Didn't have Piper with us today.... she was at home snoozing. Trying to do just one of them at a time + Piggy when working on the socialization stuff.... I'll have some more of Piper later on


----------



## kathylcsw (Jul 31, 2011)

It is so hard to believe that Riley is that same skeletal puppy you found last year. He is so healthy and handsome now. That looks like an awesome place to walk.


----------



## thirdgenlxi (Feb 18, 2012)

kathylcsw said:


> It is so hard to believe that Riley is that same skeletal puppy you found last year. He is so healthy and handsome now. That looks like an awesome place to walk.

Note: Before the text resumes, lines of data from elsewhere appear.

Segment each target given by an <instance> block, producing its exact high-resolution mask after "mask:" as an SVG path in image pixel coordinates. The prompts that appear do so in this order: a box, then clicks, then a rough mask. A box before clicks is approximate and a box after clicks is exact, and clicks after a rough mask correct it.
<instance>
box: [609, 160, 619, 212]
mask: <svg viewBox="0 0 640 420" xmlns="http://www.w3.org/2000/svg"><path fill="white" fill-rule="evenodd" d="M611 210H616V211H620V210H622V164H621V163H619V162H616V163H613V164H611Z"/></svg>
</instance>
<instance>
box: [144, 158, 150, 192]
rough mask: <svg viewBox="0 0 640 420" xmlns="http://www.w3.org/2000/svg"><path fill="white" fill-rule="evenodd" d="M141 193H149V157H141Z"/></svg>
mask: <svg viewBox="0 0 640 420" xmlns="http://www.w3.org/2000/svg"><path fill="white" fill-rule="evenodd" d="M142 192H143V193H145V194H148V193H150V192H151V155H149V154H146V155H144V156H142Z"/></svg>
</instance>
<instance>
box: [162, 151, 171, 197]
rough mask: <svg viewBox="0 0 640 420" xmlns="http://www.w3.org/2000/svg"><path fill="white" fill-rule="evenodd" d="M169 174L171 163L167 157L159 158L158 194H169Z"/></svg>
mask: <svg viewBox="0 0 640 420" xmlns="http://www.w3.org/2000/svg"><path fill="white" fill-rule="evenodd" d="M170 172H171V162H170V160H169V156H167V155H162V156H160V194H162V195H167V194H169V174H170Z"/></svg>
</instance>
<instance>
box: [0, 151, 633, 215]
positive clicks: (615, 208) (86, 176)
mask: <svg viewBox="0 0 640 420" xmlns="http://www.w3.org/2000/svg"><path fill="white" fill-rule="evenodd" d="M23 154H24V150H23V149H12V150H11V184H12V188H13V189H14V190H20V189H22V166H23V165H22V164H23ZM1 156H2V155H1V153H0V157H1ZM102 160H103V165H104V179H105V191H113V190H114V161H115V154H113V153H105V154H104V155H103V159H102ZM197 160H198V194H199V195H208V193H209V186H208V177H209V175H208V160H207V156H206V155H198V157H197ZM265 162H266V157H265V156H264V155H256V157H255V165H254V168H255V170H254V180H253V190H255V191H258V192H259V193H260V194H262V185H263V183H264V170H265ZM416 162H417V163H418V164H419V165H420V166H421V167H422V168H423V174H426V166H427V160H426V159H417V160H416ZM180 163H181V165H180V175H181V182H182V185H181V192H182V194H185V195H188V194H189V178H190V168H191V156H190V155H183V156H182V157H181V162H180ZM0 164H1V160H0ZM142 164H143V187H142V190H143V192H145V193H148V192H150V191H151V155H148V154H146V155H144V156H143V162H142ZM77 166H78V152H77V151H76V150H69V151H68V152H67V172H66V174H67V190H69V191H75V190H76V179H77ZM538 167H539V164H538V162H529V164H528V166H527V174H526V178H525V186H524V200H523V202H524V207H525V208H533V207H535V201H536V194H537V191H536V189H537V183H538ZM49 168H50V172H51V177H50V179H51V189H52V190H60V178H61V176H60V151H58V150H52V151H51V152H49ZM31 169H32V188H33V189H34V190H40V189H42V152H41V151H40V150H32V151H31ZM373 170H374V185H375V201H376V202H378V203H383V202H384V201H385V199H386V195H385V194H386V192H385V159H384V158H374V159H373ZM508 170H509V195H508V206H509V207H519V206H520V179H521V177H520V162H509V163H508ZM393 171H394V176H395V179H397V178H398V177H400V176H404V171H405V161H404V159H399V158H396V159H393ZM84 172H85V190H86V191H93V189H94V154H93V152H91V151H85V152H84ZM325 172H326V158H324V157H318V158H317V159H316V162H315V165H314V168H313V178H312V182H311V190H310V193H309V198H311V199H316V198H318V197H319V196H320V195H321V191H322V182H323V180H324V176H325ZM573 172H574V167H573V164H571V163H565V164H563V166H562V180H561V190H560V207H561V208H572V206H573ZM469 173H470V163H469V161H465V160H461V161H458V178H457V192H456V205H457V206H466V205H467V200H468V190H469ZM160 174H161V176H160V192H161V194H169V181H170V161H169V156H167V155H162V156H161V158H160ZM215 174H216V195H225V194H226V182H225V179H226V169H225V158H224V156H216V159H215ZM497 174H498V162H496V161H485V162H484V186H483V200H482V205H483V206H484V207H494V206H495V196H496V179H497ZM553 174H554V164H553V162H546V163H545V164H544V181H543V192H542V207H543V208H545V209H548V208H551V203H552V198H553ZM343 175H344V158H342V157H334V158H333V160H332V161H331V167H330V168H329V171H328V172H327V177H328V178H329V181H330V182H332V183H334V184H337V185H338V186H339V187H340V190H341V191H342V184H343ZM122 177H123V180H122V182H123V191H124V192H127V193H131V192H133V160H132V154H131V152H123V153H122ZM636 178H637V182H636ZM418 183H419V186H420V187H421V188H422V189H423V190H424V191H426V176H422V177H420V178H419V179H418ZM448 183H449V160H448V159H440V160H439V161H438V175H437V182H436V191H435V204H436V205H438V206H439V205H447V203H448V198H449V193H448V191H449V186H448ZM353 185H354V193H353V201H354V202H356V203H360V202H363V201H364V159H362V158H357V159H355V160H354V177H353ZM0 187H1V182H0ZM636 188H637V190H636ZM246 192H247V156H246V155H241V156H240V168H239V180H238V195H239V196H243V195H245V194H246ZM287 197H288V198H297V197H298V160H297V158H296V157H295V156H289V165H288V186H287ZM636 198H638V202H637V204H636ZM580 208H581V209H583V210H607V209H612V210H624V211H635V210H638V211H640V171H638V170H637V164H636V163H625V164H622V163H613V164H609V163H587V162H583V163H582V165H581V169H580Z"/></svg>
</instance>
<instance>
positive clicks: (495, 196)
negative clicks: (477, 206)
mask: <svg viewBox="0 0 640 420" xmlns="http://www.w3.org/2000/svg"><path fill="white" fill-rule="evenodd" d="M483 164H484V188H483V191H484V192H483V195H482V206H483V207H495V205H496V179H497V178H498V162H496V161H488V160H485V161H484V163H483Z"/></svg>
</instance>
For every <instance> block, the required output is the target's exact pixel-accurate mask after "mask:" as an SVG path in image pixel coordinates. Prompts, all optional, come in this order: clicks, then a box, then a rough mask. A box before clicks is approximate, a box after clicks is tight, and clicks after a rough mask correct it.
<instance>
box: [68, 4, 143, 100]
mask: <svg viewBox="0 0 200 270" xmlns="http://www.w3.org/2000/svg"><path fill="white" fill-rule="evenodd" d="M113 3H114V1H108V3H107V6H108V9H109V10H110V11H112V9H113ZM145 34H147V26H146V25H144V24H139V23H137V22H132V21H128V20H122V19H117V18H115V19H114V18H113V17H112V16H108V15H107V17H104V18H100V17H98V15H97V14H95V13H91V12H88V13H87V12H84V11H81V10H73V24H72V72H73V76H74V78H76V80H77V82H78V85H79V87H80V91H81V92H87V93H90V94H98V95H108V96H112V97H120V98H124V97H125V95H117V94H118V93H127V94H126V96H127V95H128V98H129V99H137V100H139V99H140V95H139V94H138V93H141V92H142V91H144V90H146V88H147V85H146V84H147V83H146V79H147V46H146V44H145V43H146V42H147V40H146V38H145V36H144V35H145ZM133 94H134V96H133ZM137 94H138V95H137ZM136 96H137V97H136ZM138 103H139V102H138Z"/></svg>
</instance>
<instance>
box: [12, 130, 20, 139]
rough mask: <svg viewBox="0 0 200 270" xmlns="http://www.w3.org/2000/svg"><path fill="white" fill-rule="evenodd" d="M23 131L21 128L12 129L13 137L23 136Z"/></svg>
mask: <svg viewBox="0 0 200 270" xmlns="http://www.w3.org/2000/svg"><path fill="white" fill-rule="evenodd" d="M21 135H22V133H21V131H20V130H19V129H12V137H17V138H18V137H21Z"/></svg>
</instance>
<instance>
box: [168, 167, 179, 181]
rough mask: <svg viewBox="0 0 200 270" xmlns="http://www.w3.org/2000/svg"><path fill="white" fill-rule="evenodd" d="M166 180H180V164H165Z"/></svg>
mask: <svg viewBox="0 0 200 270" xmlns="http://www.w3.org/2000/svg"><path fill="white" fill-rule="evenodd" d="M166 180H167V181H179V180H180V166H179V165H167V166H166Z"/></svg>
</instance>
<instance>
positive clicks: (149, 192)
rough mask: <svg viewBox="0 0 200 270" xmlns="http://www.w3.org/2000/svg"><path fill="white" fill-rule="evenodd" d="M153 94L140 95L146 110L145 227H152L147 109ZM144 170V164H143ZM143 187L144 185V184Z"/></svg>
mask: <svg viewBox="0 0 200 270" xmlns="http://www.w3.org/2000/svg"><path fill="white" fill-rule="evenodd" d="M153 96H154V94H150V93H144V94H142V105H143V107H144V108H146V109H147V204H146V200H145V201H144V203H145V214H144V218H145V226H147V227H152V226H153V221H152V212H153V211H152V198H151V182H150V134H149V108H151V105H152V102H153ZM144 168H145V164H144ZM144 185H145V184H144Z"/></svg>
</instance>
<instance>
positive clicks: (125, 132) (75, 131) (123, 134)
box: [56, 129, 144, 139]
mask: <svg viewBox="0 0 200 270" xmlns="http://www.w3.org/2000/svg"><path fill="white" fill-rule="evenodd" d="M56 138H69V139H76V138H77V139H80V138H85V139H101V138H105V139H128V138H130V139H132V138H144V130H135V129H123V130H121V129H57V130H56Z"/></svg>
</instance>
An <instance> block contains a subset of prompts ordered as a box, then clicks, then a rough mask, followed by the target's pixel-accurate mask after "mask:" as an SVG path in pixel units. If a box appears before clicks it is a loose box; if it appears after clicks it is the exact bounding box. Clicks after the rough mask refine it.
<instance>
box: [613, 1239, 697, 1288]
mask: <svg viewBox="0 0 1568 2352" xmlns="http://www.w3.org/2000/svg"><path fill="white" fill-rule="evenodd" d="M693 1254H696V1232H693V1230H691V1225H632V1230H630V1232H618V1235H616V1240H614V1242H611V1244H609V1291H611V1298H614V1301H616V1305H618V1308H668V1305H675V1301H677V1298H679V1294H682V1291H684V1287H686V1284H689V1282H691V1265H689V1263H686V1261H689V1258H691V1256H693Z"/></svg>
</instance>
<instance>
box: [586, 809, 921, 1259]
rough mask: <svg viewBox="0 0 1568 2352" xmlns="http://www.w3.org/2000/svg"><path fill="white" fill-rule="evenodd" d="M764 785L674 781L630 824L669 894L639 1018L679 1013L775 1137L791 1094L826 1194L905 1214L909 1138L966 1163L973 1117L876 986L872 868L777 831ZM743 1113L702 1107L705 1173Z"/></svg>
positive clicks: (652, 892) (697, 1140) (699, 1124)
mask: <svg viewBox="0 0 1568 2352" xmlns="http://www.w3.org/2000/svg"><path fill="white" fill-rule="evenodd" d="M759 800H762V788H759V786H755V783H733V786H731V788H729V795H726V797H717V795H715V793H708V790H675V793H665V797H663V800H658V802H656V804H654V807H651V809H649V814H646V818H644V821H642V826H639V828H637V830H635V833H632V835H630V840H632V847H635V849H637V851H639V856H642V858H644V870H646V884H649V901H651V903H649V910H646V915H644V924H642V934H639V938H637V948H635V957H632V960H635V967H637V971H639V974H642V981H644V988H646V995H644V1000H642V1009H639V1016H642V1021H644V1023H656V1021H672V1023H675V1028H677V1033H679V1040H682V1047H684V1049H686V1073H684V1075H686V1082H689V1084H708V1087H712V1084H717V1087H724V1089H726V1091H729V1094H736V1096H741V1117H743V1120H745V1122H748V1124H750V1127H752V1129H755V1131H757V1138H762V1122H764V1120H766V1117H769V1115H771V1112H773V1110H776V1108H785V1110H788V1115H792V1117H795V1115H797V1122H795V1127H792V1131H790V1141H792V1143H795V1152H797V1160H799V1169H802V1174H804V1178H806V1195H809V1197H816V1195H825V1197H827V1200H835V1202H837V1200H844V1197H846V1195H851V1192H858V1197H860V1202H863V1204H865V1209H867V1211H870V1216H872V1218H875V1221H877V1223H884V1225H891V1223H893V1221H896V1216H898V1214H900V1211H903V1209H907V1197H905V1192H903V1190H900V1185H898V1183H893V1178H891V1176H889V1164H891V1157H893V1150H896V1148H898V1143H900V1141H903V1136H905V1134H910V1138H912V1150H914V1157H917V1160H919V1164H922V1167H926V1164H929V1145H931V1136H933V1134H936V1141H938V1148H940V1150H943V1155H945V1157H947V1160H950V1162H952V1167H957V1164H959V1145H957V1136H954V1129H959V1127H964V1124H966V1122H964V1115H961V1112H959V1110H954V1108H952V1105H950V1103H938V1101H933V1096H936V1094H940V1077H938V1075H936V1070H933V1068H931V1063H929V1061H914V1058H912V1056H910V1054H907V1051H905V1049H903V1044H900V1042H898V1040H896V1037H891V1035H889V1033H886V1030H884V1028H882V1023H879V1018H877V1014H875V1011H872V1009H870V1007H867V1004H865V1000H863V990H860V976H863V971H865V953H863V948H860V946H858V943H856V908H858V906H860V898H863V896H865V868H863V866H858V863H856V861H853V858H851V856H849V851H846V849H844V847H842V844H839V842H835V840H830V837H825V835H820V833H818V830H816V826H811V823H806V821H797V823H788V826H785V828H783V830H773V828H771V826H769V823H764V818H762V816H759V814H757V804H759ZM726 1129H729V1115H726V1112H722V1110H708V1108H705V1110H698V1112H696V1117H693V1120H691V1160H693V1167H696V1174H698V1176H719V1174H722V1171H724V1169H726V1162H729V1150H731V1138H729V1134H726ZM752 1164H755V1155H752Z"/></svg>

Thanks!! Yea he's definitely come a loooooong ways for sure!! I'm very proud of all of them, while still not perfect they've certainly come full circle and aren't even close to the same dogs they were when I found them. Did you see where they got their CGC's?? Starting at post #35....

http://dogfoodchat.com/forum/pictures/13724-some-pics-my-3-furry-kiddos-long-lots-pics-4.html



And yea Rileys facial expressions have definitely changed a lot too! hahah


----------



## Herzo (Feb 5, 2011)

Glad everything is going well. I will have to read over that post when I have more time. I think I may have missed it the first time.


----------